STAFF NEWS & ANALYSIS
UK Economy Re-Enters Choppy Waters
By Staff News & Analysis - July 25, 2009

Up until this morning financial markets had assumed life was getting back to normal – but that was then. To say this morning's growth figures came as a shock is an understatement. The 0.8% contraction in the economy during the three months to June came as a big – and very much unwelcome – shock to the City. Up until 9.30am today, the financial markets had assumed that life was getting back to normal. Sure, there had been a precipitous drop in output in the last three months of 2008 following the collapse of Lehman Brothers. Sure, that decline had continued and worsened in the first three months of 2009 as the problems of the financial sector spilled over into the real economy. – Guardian

Dominant Social Theme: Green shoots grow slowly.

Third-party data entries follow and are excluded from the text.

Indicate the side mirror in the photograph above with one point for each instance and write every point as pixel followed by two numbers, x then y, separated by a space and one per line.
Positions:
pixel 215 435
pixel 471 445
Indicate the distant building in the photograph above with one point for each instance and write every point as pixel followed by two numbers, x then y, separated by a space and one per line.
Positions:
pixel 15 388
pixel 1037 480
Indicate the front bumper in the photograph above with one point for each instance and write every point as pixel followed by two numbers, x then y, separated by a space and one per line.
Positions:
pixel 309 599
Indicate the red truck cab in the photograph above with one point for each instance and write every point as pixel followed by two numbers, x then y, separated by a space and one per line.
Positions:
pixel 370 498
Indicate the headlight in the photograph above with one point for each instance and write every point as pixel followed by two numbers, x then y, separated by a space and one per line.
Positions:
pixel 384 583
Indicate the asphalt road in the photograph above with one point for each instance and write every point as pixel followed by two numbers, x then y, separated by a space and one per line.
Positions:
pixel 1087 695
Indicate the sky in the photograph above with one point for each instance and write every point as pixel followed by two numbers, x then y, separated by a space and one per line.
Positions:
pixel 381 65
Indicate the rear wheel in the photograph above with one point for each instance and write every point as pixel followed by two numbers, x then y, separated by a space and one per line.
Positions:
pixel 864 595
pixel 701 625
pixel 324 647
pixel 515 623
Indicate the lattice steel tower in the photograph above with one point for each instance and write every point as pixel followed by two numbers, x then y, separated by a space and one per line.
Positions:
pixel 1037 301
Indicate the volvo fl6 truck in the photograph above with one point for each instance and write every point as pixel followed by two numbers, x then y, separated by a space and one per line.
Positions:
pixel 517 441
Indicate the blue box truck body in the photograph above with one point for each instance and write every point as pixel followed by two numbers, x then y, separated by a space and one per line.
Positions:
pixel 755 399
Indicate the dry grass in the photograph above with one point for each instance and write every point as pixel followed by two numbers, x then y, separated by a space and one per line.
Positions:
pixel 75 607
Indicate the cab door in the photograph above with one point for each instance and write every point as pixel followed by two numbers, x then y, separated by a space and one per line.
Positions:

Free-Market Analysis: The news about Britain's continuing slump is not especially surprising. Not good news for Gordon Brown (pictured left). Nor for everyday Britons, apparently, as the continuing contraction is indeed a shocking reality yet to be fully digested. This can only be the case because the common wisdom is Keynesian – after the high-profile socialist economist John Maynard Keynes. What are you supposed to do when faced with a savage downturn? Why spend more government money, print more money and generally act as if the difficulties with the economy have to do with a lack of purchasing power rather than with central bank distortions. Here's the way the Guardian article puts it:

Up until 9.30am today, the financial markets had assumed that life was getting back to normal. Sure, there had been a precipitous drop in output in the last three months of 2008 following the collapse of Lehman Brothers. Sure, that decline had continued and worsened in the first three months of 2009 as the problems of the financial sector spilled over into the real economy.

But that was then. Policy had been loosened. The banks had been bailed out. Consumers had been showered with cheap money. Surveys showed signs of returning confidence across the economy. All the conditions were in place for a classic v-shaped recession, with growth recovering as quickly as it had declined. The strong performance of the financial markets in recent weeks reflected that upbeat view of the world.

Reality, it seems, is rather different. There was across-the-board weakness in the second quarter: industrial production output was down by 0.7%, construction output was down by 2.2% and the dominant service sector shrank by 0.6%.

Surprised? Every "I" had been dotted, every "t" crossed. "Policy had been loosened. The banks had been bailed out. Consumers had been showered with cheap money." And what happened as a result? The economy sank further. Fewer jobs were created. More businesses closed. Banks did not lend. The Keynesian nostrums failed to work. The Guardian is surprised. How can this be? Here is a further analysis from the same article:

Why are the figures so bad? It's quite simple, really. Consumers are battling against ferocious headwinds: rising unemployment, wage freezes, negative equity, expensive and rationed credit. Businesses are struggling to find banks willing to provide them with working capital and have mothballed investment plans. The situation would be even worse without the policy stimulus provided by ultra-low interest rates, record public borrowing and the £125bn of electronic cash injected into the banking system via quantitative easing. But faced with a financial and economic crisis unprecedented since the 1930s, the package of monetary and fiscal support has only been able to slow the pace of decline. So far, it has been unable to turn the economy round.

Notice how this analysis is circular. There are problems with the economy and the solutions haven't made a difference. Now consumers battle against ferocious headwinds, unemployment and rationed credit. Wait a minute. This is the analysis? It's not. It's a description. This is the kind of writing that passes for analysis in the mainstream press, and the Guardian, a left-wing paper, is almost indistinguishable from other papers as regards this sort of critique.

After Thoughts

The truth is fairly simple, in fact. We've been writing about it busily here at the Bell. It's all over the Internet if you care to look. The problem with the economy is over-printing of money by central banks causing a boom and then a bust. The bust this time around was especially terrible and the only way to deleverage the economy and unravel the mal-investments is to let the bankruptcies take place while cutting taxes and, best case, doing away with central banking entirely by reverting to a precious metals standard that cannot be easily tampered with. The solutions are clear and simple. Yet those in power continue to implement solutions that don't ameliorate the situation and in fact exacerbate it. No wonder the average citizen is confused.